[PATCH 02/12] PCI/ACPI: Add PERST# Assertion Delay _DSM method
Rafael J. Wysocki
rafael at kernel.org
Wed Apr 2 19:36:01 UTC 2025
On Wed, Apr 2, 2025 at 8:48 PM Bjorn Helgaas <helgaas at kernel.org> wrote:
>
> On Wed, Apr 02, 2025 at 07:51:29PM +0200, Rafael J. Wysocki wrote:
> > On Wed, Apr 2, 2025 at 5:50 PM Bjorn Helgaas <helgaas at kernel.org> wrote:
> > > On Wed, Apr 02, 2025 at 04:52:55PM +0200, Rafael J. Wysocki wrote:
> > > > On Wed, Apr 2, 2025 at 4:21 PM Bjorn Helgaas <helgaas at kernel.org> wrote:
> > > > > On Wed, Apr 02, 2025 at 01:06:42PM +0200, Rafael J. Wysocki wrote:
> > > > > > On Tue, Apr 1, 2025 at 5:36 PM Anshuman Gupta <anshuman.gupta at intel.com> wrote:
> > > > > > >
> > > > > > > Implement _DSM Method 11 as per PCI firmware specs
> > > > > > > section 4.6.11 Rev 3.3.
> > > > >
> > > > > > > +int pci_acpi_add_perst_assertion_delay(struct pci_dev *dev, u32 delay_us)
> > > > > > > +{
> > > > > > > + union acpi_object in_obj = {
> > > > > > > + .integer.type = ACPI_TYPE_INTEGER,
> > > > > > > + .integer.value = delay_us,
> > > > > > > + };
> > > > > > > +
> > > > > > > + union acpi_object *out_obj;
> > > > > > > + acpi_handle handle;
> > > > > > > + int result, ret = -EINVAL;
> > > > > > > +
> > > > > > > + if (!dev || !ACPI_HANDLE(&dev->dev))
> > > > > > > + return -EINVAL;
> > > > > > > +
> > > > > > > + handle = ACPI_HANDLE(&dev->dev);
> > > > > > > +
> > > > > > > + out_obj = acpi_evaluate_dsm_typed(handle, &pci_acpi_dsm_guid, 4,
> > > > > >
> > > > > > This is something I haven't noticed in the previous patch, but also
> > > > > > applies to it.
> > > > > >
> > > > > > Why is rev 4 of the interface hard-coded here?
> > > > >
> > > > > Thanks for asking this because it's related to the whole _DSM revision
> > > > > question that I don't understand.
> > > > >
> > > > > If we didn't use rev 4 here, what should we use? The PCI Firmware
> > > > > spec, r3.3, sec 4.6.11, documents this interface and says "lowest
> > > > > valid Revision ID value is 4", so that's the source of the 4.
> > > >
> > > > Well, the "lowest valid Revision ID" does not generally mean the "only
> > > > valid Revision ID".
> > >
> > > True, but why should the kernel change from using the tested revision
> > > ID to some other revision ID? What would be the benefit of using rev
> > > 5?
> >
> > TBH I'm not exactly buying the "tested revision ID" concept because
> > what does it really mean?
> >
> > If a given _DSM interface has been tested on one platform, does it
> > necessarily mean that it will work on all of the other platforms
> > implementing it?
>
> No, all we can say is that this OS rev 4 code works on the platforms
> we've tested. Other platforms might have their own defects.
>
> My point is that this OS code was written to the rev 4 spec and has
> been tested, and we shouldn't change the code or the revision it uses
> unless we're fixing something.
Well, if the spec says "rev 5 is the same as rev 4 except for function
Y which is new in rev 5", then arguably the same OS code is also
compliant with rev 5 (it will not use function Y, but that's fine).

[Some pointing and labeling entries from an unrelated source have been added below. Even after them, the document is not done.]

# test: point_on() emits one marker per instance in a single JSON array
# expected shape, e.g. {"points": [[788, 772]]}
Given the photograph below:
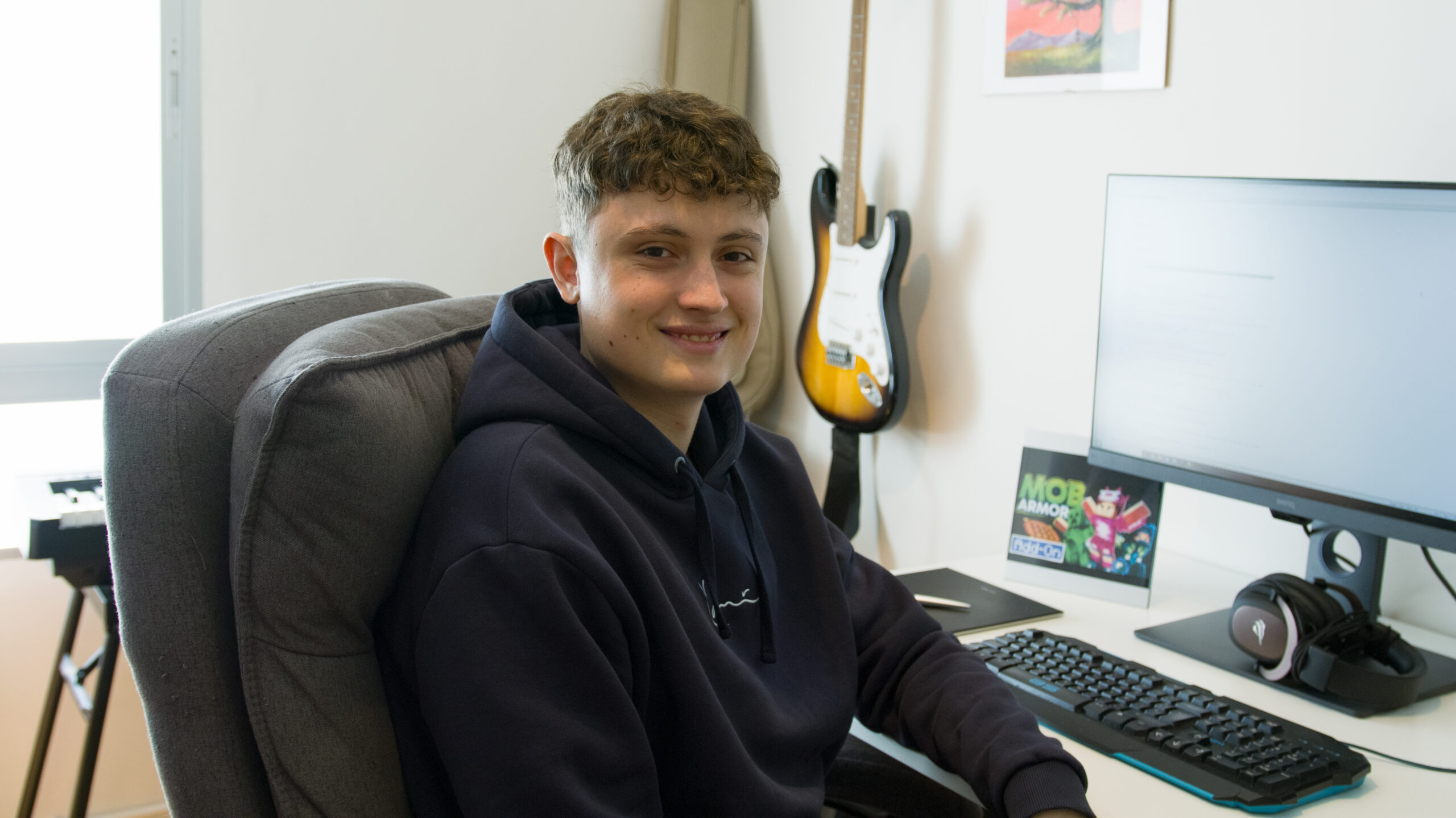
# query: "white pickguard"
{"points": [[849, 309]]}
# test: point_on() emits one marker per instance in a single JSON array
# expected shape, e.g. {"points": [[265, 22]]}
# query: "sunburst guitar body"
{"points": [[852, 345]]}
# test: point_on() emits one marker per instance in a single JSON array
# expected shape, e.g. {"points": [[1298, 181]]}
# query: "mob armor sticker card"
{"points": [[1079, 527]]}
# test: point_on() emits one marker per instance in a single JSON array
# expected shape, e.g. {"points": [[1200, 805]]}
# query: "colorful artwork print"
{"points": [[1083, 519], [1072, 37]]}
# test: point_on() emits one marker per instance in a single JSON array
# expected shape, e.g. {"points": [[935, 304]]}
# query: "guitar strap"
{"points": [[842, 495]]}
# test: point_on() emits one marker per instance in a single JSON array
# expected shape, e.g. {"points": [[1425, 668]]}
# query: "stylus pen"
{"points": [[941, 603]]}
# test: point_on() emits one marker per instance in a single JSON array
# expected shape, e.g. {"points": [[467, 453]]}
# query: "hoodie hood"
{"points": [[536, 371], [531, 369]]}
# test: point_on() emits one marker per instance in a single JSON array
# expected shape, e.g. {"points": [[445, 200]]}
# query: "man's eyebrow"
{"points": [[669, 229], [660, 229]]}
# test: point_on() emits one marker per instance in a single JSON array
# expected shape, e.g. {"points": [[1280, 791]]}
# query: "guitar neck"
{"points": [[849, 209]]}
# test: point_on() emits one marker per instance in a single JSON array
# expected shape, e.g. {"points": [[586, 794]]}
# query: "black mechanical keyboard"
{"points": [[1210, 746]]}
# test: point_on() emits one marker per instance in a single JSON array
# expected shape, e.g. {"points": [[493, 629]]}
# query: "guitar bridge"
{"points": [[839, 356]]}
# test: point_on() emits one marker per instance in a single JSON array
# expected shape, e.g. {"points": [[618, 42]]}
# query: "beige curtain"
{"points": [[698, 57]]}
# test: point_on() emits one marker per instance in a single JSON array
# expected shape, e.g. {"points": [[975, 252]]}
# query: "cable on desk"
{"points": [[1401, 760], [1439, 575]]}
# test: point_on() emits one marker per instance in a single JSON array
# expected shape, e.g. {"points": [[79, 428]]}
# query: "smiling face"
{"points": [[670, 293]]}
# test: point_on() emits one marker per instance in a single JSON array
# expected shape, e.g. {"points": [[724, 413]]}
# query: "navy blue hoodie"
{"points": [[593, 625]]}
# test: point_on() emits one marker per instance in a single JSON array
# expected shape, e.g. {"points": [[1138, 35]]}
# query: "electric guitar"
{"points": [[852, 347]]}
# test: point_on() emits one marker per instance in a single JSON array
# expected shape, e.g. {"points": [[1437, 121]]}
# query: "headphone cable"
{"points": [[1401, 760], [1439, 575]]}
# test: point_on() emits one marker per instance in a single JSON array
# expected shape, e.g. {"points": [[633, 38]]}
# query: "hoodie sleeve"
{"points": [[922, 687], [526, 684]]}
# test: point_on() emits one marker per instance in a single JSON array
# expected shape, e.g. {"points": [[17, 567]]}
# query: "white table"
{"points": [[1184, 587]]}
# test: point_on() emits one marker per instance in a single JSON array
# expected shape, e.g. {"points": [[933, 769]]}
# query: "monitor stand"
{"points": [[1206, 637]]}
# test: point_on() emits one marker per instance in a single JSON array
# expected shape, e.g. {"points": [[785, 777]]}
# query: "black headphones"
{"points": [[1298, 629]]}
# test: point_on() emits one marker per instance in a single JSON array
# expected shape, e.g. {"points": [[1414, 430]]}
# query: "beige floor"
{"points": [[32, 608]]}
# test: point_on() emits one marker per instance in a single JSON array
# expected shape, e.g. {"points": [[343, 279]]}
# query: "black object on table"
{"points": [[1212, 746], [79, 555], [989, 606], [1206, 638]]}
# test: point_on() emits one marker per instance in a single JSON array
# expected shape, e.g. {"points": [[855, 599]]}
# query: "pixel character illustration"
{"points": [[1108, 520]]}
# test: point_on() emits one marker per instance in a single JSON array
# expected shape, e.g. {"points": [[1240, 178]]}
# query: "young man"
{"points": [[623, 600]]}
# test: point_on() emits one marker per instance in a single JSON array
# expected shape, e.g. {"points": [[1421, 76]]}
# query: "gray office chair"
{"points": [[266, 462]]}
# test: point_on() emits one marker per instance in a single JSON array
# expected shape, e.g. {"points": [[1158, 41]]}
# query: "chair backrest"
{"points": [[169, 402], [337, 444]]}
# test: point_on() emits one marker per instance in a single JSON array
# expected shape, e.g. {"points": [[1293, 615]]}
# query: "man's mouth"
{"points": [[698, 337]]}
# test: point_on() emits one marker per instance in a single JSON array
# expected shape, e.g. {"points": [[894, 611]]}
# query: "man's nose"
{"points": [[701, 290]]}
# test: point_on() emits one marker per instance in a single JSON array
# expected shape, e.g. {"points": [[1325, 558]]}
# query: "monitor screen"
{"points": [[1286, 342]]}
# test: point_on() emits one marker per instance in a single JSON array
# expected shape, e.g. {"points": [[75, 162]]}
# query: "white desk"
{"points": [[1184, 587]]}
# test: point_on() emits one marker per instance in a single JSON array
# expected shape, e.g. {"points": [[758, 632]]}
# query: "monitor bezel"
{"points": [[1286, 498]]}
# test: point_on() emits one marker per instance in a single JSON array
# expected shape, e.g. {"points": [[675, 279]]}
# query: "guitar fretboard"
{"points": [[849, 209]]}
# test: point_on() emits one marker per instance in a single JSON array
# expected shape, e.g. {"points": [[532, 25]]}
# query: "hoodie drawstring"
{"points": [[750, 523], [706, 549], [708, 558]]}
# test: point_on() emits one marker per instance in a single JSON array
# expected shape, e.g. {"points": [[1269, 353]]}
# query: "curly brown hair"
{"points": [[660, 140]]}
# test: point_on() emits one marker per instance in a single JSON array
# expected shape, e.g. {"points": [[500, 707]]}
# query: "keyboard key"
{"points": [[1226, 765], [1190, 708], [1176, 718], [1002, 664], [1308, 773], [1117, 718], [1276, 780], [1054, 693], [1177, 744], [1196, 751], [1138, 728]]}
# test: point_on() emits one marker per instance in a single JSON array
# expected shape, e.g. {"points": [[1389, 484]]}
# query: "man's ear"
{"points": [[561, 259]]}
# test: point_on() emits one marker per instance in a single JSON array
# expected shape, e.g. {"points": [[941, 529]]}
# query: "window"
{"points": [[98, 214], [98, 166]]}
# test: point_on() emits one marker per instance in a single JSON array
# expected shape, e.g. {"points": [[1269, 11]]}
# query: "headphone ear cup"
{"points": [[1257, 625], [1312, 608]]}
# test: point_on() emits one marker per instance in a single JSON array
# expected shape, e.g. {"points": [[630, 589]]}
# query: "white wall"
{"points": [[414, 140], [382, 139], [1005, 196]]}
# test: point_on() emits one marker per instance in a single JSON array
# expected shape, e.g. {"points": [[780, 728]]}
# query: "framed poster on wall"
{"points": [[1059, 46]]}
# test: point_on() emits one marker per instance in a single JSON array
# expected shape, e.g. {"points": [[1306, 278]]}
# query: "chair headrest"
{"points": [[334, 450]]}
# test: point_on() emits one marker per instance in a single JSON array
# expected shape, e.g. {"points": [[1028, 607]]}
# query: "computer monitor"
{"points": [[1289, 344], [1285, 342]]}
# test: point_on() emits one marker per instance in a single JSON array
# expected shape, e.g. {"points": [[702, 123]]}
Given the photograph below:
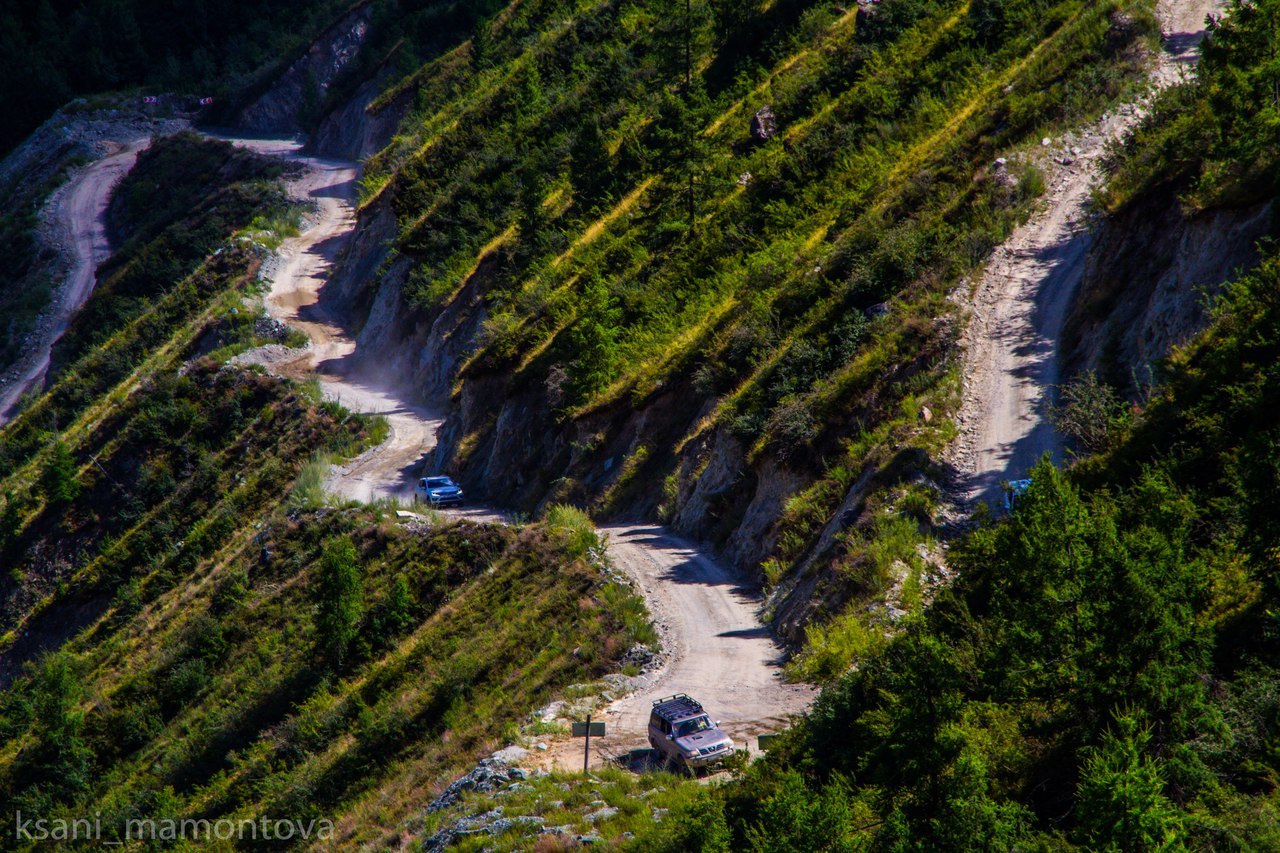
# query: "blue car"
{"points": [[437, 491], [1014, 491]]}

If the platform firmware follows the same spec, then the rev 5
implementation in it can be expected to work exactly as its rev 4
implementation either.
I see no problem with using rev 5 instead of rev 4 in that case and nn
new platforms, rev 5 is just as risky as rev 4.
> > > > Now, I'm not sure how likely it is for the PCI Firmware spec to
> > > > bump up the revision of this interface (I suppose that it will
> > > > do so if a new function is defined), but even if it does so, the
> > > > kernel will have to check both the new revision and rev 4
> > > > anyway, in case the firmware doesn't know about the new
> > > > revision.
> > >
> > > I guess the reason the OS would check both rev 5 and rev 4 would
> > > be that a new platform might implement
> > > DSM_PCI_PERST_ASSERTION_DELAY only at rev 5? I think this would
> > > be a real mistake in terms of implementing something to the spec.
> >
> > This is a real possibility, however, because there's nothing to
> > prevent this kind of spec interpretation.
> >
> > I didn't mean this, though.
> >
> > Say the kernel wants to use a function that is only defined at rev
> > 5. It will invoke function 0 at rev 5 to see if this function is
> > available, but then it may as well see if the other functions it
> > wants to use are available at rev 5 because it will get this
> > information from the same _DSM call. If the platform firmware
> > responds that they all are implemented, why won't the kernel use
> > them all at rev 5?
>
> This is an unnecessary change, since the OS tested its rev 4 code and
> now we're saying the OS should use rev 5 instead, which the OS did not
> test.
Yes, it did. It is the same code, as per the above.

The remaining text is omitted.